Cinque anni fa l’addio al Giglio della Concordia. Gabrielli: “Operazione complessa. Non avevamo un piano B”

Le sirene, l’applauso, l’emozione e le campane.
Cinque anni fa, il 23 luglio 2014, la Costa Concordia lascia definitivamente le acque dell’isola del Giglio al termine di un’operazione di recupero che rimarrà nella storia dell’ingegneria mondiale.
Alle 8.54, con la prua verso Nord, la nave inizia il lungo viaggio che la porterà nella “sua” Genova, dove era stata costruita da Fincantieri e varata nel 2005.
“Finalmente ci riprenderemo la nostra isola” è il commento del sindaco Ortelli che traduce così il sentimento della sua gente nel giorno della partenza.

I gigliesi hanno voglia di ritornare alla normalità, dopo quella maledetta notte del 13 gennaio 2012 che ha visto il loro mare fare da scenario ad uno dei naufragi più grandi di sempre.
Circa un miliardo e mezzo di euro è stato il costo dell’intera operazione di rimozione del relitto dall’isola. Competenza americana nei recuperi marittimi e ingegneristica italiana, hanno lavorato fianco a fianco oltre due anni, per una delle imprese più complesse, ambiziose e coraggiose: rimettere in assetto verticale e far galleggiare un gigante di 114 mila tonnellate, lungo 300 metri, invaso da 250 mila tonnellate di acqua e totalmente inclinato su un fianco. A capo di quasi cinquecento uomini del consorzio italoamericano Titan- Micoperi che ha gestito il progetto di rimozione, Nick Sloane, cinquantaduenne sudafricano, con alle spalle ventisette anni di esperienza nel recupero dei relitti.

A coordinare i progetti di messa in sicurezza, il raddrizzamento della nave e il trasporto fino a Genova, il capo della Protezione Civile Franco Gabrielli, nominato una settimana dopo il naufragio commissario delegato per l’emergenza Concordia. Al termine delle operazioni di rimozione è lui che contattai attraverso il suo ufficio stampa, per un’intervista da inserire nella mia tesi di laurea.
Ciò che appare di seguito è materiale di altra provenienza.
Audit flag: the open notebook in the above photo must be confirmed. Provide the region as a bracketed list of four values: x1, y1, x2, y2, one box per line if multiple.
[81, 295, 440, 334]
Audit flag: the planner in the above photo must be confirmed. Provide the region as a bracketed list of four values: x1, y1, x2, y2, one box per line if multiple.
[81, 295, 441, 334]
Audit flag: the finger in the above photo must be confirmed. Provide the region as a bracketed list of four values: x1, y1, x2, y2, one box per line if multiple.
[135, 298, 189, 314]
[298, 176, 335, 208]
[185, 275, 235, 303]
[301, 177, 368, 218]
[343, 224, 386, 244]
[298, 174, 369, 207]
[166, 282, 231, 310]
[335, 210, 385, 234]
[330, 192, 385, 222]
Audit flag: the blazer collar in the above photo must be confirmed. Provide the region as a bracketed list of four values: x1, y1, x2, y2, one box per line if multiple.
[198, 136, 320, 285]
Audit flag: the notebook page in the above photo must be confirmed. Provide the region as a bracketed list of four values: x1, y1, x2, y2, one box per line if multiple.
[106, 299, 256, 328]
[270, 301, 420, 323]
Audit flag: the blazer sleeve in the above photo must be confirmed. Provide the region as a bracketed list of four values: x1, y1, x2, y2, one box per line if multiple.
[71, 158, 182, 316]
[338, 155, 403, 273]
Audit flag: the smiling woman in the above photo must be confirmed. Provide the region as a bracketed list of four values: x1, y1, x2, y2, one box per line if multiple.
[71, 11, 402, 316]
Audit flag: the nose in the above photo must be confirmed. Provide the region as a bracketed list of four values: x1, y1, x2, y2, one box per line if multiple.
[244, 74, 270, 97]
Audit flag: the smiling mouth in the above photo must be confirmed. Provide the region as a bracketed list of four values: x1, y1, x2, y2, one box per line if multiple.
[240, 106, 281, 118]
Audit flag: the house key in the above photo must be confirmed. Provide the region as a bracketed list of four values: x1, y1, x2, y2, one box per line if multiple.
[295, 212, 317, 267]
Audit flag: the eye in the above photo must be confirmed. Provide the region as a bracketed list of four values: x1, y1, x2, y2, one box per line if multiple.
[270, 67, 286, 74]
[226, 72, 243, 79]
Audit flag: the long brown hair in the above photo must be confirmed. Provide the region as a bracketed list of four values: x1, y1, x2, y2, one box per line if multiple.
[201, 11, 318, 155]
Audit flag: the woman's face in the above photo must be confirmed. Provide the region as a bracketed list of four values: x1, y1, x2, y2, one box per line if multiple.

L’attuale capo della Polizia si disse disponibile ad incontrarmi nel suo ufficio presso la sede nazionale della Protezione Civile, in via Ulpiano a Roma.
Due ore di dialogo per ripercorrere le tappe di una vicenda che lo ha segnato sia professionalmente che umanamente e a cui il suo nome sarà per sempre legato come simbolo di responsabilità ed efficienza.

Di seguito, un estratto di quella intervista.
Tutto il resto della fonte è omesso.